After hearing from a few folks on Twitter, and thinking through the implementation a little more, I have a couple of changes to the Set type from my last post. I think each of these changes brings the Set type a little closer to how it might have been implemented as a first-party datatype.
A better Generator
In my last post, I added SequenceType
conformance by returning the internal Dictionary’s keys.generator()
, like this:
extension Set : SequenceType {
typealias Generator = MapSequenceGenerator<DictionaryGenerator<T, Bool>, T>
func generate() -> Generator {
return contents.keys.generate()
}
}
It works fine, but get a load of that return type! MapSequenceGenerator<DictionaryGenerator<T, Bool>, T>
is pretty ugly, and exposes way too much of the internal workings of the Set type for my comfort. What if I want to change the underlying data structure? (Ahem.)
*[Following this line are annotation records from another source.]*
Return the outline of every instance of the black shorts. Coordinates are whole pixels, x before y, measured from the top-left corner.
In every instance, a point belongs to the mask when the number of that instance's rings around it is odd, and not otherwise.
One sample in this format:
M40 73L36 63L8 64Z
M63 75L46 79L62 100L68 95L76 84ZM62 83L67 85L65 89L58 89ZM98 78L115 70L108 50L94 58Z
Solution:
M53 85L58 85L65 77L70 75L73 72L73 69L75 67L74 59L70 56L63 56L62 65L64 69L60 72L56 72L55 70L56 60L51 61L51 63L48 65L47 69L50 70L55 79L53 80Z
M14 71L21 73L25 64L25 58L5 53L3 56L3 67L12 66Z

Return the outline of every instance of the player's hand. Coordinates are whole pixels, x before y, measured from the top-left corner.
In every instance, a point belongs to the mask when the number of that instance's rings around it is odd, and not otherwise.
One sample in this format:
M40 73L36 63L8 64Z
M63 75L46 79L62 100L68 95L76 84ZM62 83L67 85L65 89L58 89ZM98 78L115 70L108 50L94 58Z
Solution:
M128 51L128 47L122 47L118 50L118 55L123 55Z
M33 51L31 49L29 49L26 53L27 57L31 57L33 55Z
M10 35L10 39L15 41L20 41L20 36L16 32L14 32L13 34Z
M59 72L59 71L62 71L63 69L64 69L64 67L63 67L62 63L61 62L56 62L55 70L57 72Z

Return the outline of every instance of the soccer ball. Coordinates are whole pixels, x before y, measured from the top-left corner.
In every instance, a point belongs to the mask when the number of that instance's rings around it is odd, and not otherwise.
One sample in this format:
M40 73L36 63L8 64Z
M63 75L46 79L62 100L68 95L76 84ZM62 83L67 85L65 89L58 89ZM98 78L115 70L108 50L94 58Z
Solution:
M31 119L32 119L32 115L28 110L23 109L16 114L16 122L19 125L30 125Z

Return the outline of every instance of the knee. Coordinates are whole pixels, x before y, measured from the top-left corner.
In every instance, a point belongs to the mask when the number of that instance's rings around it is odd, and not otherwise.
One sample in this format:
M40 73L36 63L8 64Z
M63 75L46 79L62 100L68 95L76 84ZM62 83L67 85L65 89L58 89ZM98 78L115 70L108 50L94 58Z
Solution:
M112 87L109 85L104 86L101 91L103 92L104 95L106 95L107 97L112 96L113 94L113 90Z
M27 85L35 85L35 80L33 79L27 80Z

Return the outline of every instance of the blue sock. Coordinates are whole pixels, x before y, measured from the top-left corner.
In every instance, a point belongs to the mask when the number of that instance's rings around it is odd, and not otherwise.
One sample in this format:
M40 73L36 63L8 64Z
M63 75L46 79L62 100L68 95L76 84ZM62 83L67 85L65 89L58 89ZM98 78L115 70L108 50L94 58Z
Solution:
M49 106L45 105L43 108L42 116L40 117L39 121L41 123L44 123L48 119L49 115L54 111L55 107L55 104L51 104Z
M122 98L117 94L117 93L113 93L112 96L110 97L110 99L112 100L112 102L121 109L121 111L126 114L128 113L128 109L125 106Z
Instead, I can use the handy GeneratorOf
type to create a generator that is custom-tailored to the Set’s subtype and masks all the internal gobbledegook. The initializer for GeneratorOf
takes a closure that acts as the next()
method for the generator. Much cleaner:
extension Set : SequenceType {
typealias Generator = GeneratorOf<T>
public func generate() -> Generator {
var generator = contents.keys.generate()
return Swift.GeneratorOf {
return generator.next()
}
}
}
Bool vs. Void?
I had a couple requests about why I used Bool
instead of Void
in the Set type’s internal Dictionary. It’s a good question – just the presence of the key is enough to establish an element’s existence in the set, so why use space for even a single-bit data type when Void
should take up no space at all? What if the internal storage is inefficient, and the Bool
value is taking up even more than a single bit?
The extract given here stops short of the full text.